I’d been looking on their website for some time, and finally just decided to commit to running a 1/2 marathon to raise money to help change lives in Africa.
God hasn’t released me yet to “GO” for Him internationally, He’s still preparing me for that… but that doesn’t mean I can’t do something right where He’s planted me now. I confess, that often I used to get discouraged because I wasn’t ‘out there’, where I really desire to be – serving the poor, needy, orphaned, widows, forgotten, and unloved in third world countries. Man, I’m the type that REALLY wants to get down and dirty, be used by God, serve Him by serving and loving people, and spreading His love to everyone – wash some people’s feet. So if I wasn’t ‘out there’ I’d feel like I wasn’t doing ANYTHING for God… we all know that this means my focus was not on GOD, but on me – can you say, self-centered? Now, there isn’t anything wrong with desiring to be used by God… but if I got so discouraged and frustrated, was I following God really, or just the legend in my own mind of what I THINK God wants me to do? Obedience and surrendering to His will were both not part of my vocabulary at that point.

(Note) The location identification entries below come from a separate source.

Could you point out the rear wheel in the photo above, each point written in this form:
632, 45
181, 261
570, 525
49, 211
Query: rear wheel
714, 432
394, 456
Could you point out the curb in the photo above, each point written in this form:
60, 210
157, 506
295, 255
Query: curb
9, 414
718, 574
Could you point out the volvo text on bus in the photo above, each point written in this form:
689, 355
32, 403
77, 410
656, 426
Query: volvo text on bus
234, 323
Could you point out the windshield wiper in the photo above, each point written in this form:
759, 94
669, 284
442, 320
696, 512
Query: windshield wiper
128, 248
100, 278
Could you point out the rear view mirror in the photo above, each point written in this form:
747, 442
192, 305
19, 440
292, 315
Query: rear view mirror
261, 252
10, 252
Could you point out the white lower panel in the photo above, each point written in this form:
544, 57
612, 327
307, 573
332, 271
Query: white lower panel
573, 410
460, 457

He still has to slow me down and bring me back into His arms when I get overzealous for something He hasn’t released me yet to do… and I wouldn’t really have it any other way. Although I desire to do some major work for God and to really spread His love around, I would never want to run ahead of Him or forfeit a closer relationship with Him to do the ‘side-works’ that look “Christian” and serving.
Now all has been heard;
here is the conclusion of the matter:
Fear God and keep his commandments,
for this is the duty of all mankind.
For God will bring every deed into judgment,
including every hidden thing,
whether it is good or evil.
Yet, on the other hand, I cannot be stagnant… sit around and do nothing for the kingdom of God. I have been in this position as well, and God is not pleased with me when I do that either.
What good is it, my brothers and sisters, if someone claims to have faith but has no deeds? Can such faith save them? Suppose a brother or a sister is without clothes and daily food. If one of you says to them, “Go in peace; keep warm and well fed,” but does nothing about their physical needs, what good is it? In the same way, faith by itself, if it is not accompanied by action, is dead.
But someone will say, “You have faith; I have deeds.”
Show me your faith without deeds, and I will show you my faith by my deeds. You believe that there is one God. Good! Even the demons believe that—and shudder.
You foolish person, do you want evidence that faith without deeds is useless? Was not our father Abraham considered righteous for what he did when he offered his son Isaac on the altar? You see that his faith and his actions were working together, and his faith was made complete by what he did. And the scripture was fulfilled that says, “Abraham believed God, and it was credited to him as righteousness,” and he was called God’s friend. You see that a person is considered righteous by what they do and not by faith alone.
In the same way, was not even Rahab the prostitute considered righteous for what she did when she gave lodging to the spies and sent them off in a different direction? As the body without the spirit is dead, so faith without deeds is dead.
So, combining my love for Christ and Africa and my desire to serve in some capacity – running a 1/2 marathon was a good place to start.
I’m only on Day 3 of my training. I’ve never run more than 4 miles before at once, so 13.1 is going to be enough of a challenge that I’ll have to push myself and train. I have a little more than 5 months to go until my event date (which I’ll be registering for pretty soon). I have the countdown timer on here.
I’m not expressing myself very well today, on why I joined Team World Vision.